For the longest time I've been telling myself certain stories, replaying old records over and over again. You might recognise some of them (they might be stories you tell yourself too).
"This is too hard for me..."
"I could never do that..."
"I don't enjoy that..."
"I'm no good at that..."
"My kids would never go for that..."
Those old "I can't" records have been playing in my head for so long, I thought they were "me".
I truly believed that "I'm no good at confrontation; if I have to speak up I freeze and lose what I wanted to say." This meant that I let my husband do the speaking for me and asked him to fight way too many of my battles. I let my voice be swallowed up by fear of what others would think, and a desire to not rock the boat or be seen as pushy.
I accepted as fact the line that went "I don't enjoy baking and only do I when I have to" along with "making dinner for my family every night is such a chore." This saw me trotting out the same round of tired old dinners every week.
I struggled with so many aspects of having school-age kids, mainly because I believed the record that said, "I'm hopeless at helping the kids do their homework; I don't know where to begin." The whole homework saga was an endless battle on three fronts and as the children got older I experienced more and more anxiety (and guilt).
[Another sugar free baking experiment - banana, date and walnut loaf: I am ENJOYING BAKING!] |
I also fell for the story that went, "Healthy eating is so hard. My kids will never go for it. They're so picky and it would be a nightmare with battles at every mealtime. Plus It would mean I'd have to bake." As a result I took the easy option when it came to the kids' diet, being too scared of their reactions to try and make them eat healthier.
Above everything else, I believed the record that said, "I am crap at follow-through. I have great ideas but I don't stick at things."
And as these records played their negative stories over and over in my head, they became so deeply embedded that they became part of me. I believed deep down that I couldn't change these things about myself.
I believed nothing would change. I believed some things were too hard for me. Consequently NOTHING CHANGED and some things WERE too hard for me.
I lived my life restricted by those negative records playing in my brain, telling me stories I thought were true.
But lately I've noticed that some of the records have started to change.
Some have changed rapidly and dramatically, like the way my world was rocked by Nigel Latta's sugar expose which has transformed the way we are eating.
Others have changed so slowly and incrementally that it's only by looking back that I see how far I've come.
Instead of "I'm crap at confrontation" and letting my husband speak for me, I've begun to say to myself, "What's the worst that can happen? They can only say no..."
I've rocked up to school, asked for meetings, dealt with issues, and had conversations that have made a difference for my kids.
Another new story is, "The squeaky wheel gets the oil..." If I don't speak up for my kids, who will? Nobody, that's who.
I am now a squeaky wheel, a mum who advocates for her children. I've met with deputy principals, guidance counsellors and teachers - and boy did it feel good! I didn't even freeze.

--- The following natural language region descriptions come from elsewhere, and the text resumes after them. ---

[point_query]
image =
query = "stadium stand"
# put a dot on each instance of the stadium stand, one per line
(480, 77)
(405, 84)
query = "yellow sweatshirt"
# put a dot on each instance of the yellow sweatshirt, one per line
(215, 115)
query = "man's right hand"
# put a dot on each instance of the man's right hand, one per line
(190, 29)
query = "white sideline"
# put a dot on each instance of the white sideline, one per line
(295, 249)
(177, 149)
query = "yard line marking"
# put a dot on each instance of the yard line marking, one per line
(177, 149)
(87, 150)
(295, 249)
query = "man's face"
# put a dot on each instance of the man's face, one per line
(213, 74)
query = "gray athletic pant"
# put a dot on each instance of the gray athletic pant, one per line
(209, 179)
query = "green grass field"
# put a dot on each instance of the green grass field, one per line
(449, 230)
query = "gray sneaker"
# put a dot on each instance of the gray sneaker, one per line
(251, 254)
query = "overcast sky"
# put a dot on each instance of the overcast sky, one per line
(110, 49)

I've changed the record to "I can do this."
[Dash's English project: a book report Conflict Chart that we worked on together: I am ENJOYING helping with homework] |
Since I've begun working again, the old record has been silenced that used to say, "What could I do as a job? I can't go back to my old career and I'm not trained for anything..."
Instead I play the joyful tune, "This job is perfect for me! All the skills I've learned as a mother are being used in this job!"

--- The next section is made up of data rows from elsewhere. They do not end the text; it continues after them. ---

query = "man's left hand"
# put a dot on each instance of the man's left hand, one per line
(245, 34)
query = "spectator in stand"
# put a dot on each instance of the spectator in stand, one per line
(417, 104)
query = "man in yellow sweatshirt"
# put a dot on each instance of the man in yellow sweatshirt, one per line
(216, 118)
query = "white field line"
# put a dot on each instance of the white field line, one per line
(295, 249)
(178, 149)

My new job as a teacher aide has also given me the skills and confidence to help my kids with their homework.
I'm not scared of homework any more. I'm a homework-capable mum.
There are so many little ways the records are changing.
Ditching the "I don't enjoy baking" script and changing it to "It's a fun challenge to find recipes that are yummy AND healthy..."
Switching out "making meals every night is a chore" and changing it to "let's try something new".
Rejecting "I'm crap at follow through" and changing it to "I HAVE to do this, I CAN do this, it's important..."
As all these little changes begin to add up, that heinous old record "I'm a useless mother; I'm not doing a very good job" is getting fainter and fainter. I hardly ever hear it any more. It's being drowned out by "I'm making progress, I love my kids, I'm doing my best for them".
It's actually shocking how much has changed in me in the last while.
I speak up, I do things that used to scare me and I've stopped telling myself "I can't".
Changing the record is changing my life by changing me.
Bit by bit.
(Now I just need to find a way to stop the record that says, "Exercise is so boring... and so sweaty! I hate the way it makes me feel." Then we'll really be getting somewhere.)
.....................
What about you? Are any of these "records" familiar to you? What are the stories you tell yourself? (tell me I'm not alone!)